CRISPR, surrogate licensing, and scientific discovery
Jorge L. Contreras, Jacob S. Sherkow


We reviewed all of the CRISPR surrogate license agreements made publicly
available through filings with the U.S. Securities and Exchange Commission,
requests under state and federal “freedom-of-information” acts, and through
press releases and public announcements. In each of the principal surrogate
licenses that we reviewed, the patent-holding institution has granted its
surrogate the exclusive right to use CRISPR to develop human therapeutics
targeting any of the 20,000+ genes that comprise the human genome. Because
no single company could develop, test, and market therapeutics on the basis
of even a fraction of the entire human genome, the surrogates are
authorized and expected to sublicense their rights to others.
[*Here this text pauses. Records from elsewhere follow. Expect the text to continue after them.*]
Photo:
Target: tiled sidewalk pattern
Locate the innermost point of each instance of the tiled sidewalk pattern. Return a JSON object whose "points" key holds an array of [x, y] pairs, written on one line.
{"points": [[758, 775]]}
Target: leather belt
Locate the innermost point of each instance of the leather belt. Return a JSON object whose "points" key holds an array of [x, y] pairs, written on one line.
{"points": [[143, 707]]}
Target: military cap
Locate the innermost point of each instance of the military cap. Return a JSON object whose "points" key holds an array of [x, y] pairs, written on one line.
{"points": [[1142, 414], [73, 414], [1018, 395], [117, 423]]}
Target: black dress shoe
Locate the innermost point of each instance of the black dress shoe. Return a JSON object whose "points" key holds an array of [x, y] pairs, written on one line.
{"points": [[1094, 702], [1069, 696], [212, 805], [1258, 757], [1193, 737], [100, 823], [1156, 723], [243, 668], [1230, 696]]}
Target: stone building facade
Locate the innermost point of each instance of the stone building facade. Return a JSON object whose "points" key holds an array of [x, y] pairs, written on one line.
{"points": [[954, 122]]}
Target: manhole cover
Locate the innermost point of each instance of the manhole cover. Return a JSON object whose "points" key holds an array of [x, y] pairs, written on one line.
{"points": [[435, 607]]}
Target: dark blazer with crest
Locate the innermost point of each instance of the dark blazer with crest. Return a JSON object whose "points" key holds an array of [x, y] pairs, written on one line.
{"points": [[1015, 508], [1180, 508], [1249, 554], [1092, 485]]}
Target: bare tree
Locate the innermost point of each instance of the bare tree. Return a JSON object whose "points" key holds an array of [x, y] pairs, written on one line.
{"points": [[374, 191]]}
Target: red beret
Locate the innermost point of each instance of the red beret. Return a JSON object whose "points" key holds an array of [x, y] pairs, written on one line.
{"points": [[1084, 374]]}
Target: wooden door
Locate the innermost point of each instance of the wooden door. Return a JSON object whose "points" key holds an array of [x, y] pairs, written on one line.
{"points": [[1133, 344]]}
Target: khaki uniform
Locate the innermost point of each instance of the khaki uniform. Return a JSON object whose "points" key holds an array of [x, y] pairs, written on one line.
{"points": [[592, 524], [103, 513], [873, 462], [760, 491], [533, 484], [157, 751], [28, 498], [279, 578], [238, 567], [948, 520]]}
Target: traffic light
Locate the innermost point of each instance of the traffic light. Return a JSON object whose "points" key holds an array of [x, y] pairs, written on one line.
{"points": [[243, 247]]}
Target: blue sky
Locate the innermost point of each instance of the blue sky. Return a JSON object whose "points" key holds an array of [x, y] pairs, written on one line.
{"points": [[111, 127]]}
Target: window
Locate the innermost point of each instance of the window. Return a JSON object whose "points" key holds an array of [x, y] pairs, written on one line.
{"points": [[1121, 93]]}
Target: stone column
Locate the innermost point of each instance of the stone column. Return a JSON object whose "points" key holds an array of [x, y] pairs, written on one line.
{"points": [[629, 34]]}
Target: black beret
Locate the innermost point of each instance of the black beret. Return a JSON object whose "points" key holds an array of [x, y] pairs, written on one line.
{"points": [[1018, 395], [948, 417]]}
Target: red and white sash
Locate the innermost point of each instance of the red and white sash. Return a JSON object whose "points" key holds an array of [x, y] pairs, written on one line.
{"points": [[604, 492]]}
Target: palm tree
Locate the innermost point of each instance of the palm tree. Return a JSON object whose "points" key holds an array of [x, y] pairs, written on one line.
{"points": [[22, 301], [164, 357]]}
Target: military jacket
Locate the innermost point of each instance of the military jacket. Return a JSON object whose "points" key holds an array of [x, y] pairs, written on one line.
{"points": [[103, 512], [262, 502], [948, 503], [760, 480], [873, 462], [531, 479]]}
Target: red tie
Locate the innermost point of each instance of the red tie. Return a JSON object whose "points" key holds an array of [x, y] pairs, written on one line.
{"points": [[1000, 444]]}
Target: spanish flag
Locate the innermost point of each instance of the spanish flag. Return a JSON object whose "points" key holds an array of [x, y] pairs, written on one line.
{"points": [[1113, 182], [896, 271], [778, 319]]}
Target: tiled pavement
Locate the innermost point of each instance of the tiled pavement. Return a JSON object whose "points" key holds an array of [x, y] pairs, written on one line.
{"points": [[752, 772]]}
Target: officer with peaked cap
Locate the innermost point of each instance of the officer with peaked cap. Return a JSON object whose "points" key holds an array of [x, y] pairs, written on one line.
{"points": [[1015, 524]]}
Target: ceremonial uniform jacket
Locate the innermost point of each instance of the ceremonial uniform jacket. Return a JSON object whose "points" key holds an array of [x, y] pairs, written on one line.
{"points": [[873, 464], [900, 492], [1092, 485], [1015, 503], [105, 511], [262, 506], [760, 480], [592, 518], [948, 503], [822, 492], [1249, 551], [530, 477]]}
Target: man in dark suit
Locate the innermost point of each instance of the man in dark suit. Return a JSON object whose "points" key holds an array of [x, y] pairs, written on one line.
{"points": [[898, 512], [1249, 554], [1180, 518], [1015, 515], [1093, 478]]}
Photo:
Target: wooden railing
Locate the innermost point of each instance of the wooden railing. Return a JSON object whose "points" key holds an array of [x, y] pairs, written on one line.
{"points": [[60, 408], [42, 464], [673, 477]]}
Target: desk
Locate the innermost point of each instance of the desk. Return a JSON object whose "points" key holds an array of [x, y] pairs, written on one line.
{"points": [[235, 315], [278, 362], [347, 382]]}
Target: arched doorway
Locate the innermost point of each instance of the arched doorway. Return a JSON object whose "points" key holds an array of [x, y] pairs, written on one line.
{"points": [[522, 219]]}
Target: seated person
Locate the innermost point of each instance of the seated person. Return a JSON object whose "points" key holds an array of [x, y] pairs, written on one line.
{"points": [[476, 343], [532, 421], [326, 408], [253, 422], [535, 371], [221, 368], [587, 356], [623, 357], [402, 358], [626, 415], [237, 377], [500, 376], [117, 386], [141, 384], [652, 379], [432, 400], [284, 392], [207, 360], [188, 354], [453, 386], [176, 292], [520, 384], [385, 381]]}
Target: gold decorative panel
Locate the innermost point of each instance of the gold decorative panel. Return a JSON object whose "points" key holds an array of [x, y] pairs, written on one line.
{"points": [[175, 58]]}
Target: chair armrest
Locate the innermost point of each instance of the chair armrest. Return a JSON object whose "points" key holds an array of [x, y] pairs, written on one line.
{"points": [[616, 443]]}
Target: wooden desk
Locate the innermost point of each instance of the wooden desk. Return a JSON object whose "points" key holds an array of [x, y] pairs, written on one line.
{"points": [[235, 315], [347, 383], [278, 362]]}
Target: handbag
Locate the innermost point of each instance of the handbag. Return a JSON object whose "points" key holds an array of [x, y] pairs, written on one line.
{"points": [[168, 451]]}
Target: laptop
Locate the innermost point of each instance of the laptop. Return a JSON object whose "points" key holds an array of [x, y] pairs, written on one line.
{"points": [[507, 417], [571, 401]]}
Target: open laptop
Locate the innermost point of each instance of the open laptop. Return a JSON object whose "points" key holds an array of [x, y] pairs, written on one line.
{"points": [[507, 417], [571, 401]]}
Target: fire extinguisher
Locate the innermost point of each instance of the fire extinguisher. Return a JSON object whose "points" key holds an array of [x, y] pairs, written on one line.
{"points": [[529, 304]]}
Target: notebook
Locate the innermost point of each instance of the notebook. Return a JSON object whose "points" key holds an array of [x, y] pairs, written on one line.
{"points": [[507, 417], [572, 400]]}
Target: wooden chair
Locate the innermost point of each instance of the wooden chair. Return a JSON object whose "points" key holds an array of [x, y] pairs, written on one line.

Despite this, it is still unlikely that any of the surrogate companies
could explore a significant fraction of the potential human health
applications that CRISPR could enable, even with a range of experienced
commercial partners and collaborators. If an unlicensed company has the
expertise and wherewithal to develop a novel human therapy using
CRISPR—even if that therapy concerns a previously unexplored gene—that
company might not be able to obtain the sublicense necessary to undertake
this work. In some instances, such as the license to Editas from the Broad
Institute of MIT and Harvard, the institution retains some right to
entertain proposals from other companies if the surrogate is not pursuing
work on a specific gene and does not plan to do so in the future. The scope
of this limitation, however, is narrow and still leaves all “unclaimed”
portions of the genome in the surrogate's hands.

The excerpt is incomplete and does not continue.